JVM memory model
The leitmotiv of JAVA is its famous WOTA: “write once, run anywhere”. In order to apply it, Sun Microsystems created the Java Virtual Machine, an abstraction of the underlying OS that interprets compiled java code. The JVM is the core component of the JRE (Java Runtime Environment) and was created to run Java code but is now used by other languages (Scala, Groovy, JRuby, Closure …).
In this article, I’ll focus on the Runtime Data Areas described in the JVM specifications. Those areas are designed to store the data used by a program or by the JVM itself. I’ll first present an overview of the JVM then what bytecode is and end with the different data areas.
The JVM is an abstraction of the underlying OS. It ensures that the same code will run with the same behavior no matter what hardware or OS the JVM is running on. For example:
- The size of the primitive type int will always be a 32-bit signed integer from -2^31 to 2^31-1 whether the JVM is running on a 16bit/32bit/64bit OS.
- Each JVM stores and uses data in-memory in a big-endian order (where high bytes come first) whether the underlying OS/Hardware is big-endian or little endian.
Note: sometimes, the behavior of a JVM implementation differs from another one but it’s generally the same.
This diagram gives on overview of the JVM:
- The JVM interprets bytecode which is produced by the compilation of the source code of a class. Though the term JVM stands for “Java Virtual Machine”, it runs other languages like scala or groovy, as long as they can be compiled into java bytecode.
- In order to avoid disk I/O, the bytecode is loaded into the JVM by classloaders in one of the the runtime data areas. This code stays in memory until the JVM is stopped or the classloader (that loaded it) is destroyed.

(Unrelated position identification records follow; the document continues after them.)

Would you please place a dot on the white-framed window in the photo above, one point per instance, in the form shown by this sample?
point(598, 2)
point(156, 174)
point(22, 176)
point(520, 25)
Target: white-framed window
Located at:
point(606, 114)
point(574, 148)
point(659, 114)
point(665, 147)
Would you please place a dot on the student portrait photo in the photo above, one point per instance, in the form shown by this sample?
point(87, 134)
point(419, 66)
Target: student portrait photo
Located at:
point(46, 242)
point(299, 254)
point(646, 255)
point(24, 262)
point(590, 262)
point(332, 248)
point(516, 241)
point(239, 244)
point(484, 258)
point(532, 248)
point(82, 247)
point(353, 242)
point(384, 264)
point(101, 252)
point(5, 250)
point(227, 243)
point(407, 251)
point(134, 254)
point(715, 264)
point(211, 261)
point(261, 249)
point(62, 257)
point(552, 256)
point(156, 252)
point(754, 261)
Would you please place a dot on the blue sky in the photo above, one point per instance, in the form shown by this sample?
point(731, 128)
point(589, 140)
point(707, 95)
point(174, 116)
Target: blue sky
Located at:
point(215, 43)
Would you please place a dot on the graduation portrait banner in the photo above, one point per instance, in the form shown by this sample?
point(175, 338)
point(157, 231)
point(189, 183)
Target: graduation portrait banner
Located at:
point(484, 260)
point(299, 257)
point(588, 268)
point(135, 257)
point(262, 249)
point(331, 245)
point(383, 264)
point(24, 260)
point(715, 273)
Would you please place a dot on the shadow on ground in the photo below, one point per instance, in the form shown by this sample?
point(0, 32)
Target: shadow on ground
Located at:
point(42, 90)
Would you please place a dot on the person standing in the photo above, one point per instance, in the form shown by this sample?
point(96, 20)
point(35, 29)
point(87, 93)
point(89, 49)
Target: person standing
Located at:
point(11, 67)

- The loaded code is then interpreted and executed by an execution engine.
- The execution engine needs to store data like a pointer to the ligne of code being executed. It also needs to store the data handled in the developer’s code.
- The execution engine also takes care of dealing with the underlying OS.
Note: Instead of always interpreting bytecode, the execution engine of many JVM implementations compiles the bytecode into native code if it’s often used. It’s called the Just In Time (JIT) compilation and greatly speeds up the JVM. The compiled code is temporary kept in a zone often called Code Cache. Since the zone is not in the JVM specifications, I won’t talk about it during the rest of the article.
Stack based architecture
The JVM uses a stack based architecture. Though it’s invisible for the developer it has a huge impact on the generated bytecode and the JVM architecture, this is why I’ll briefly explain the concept.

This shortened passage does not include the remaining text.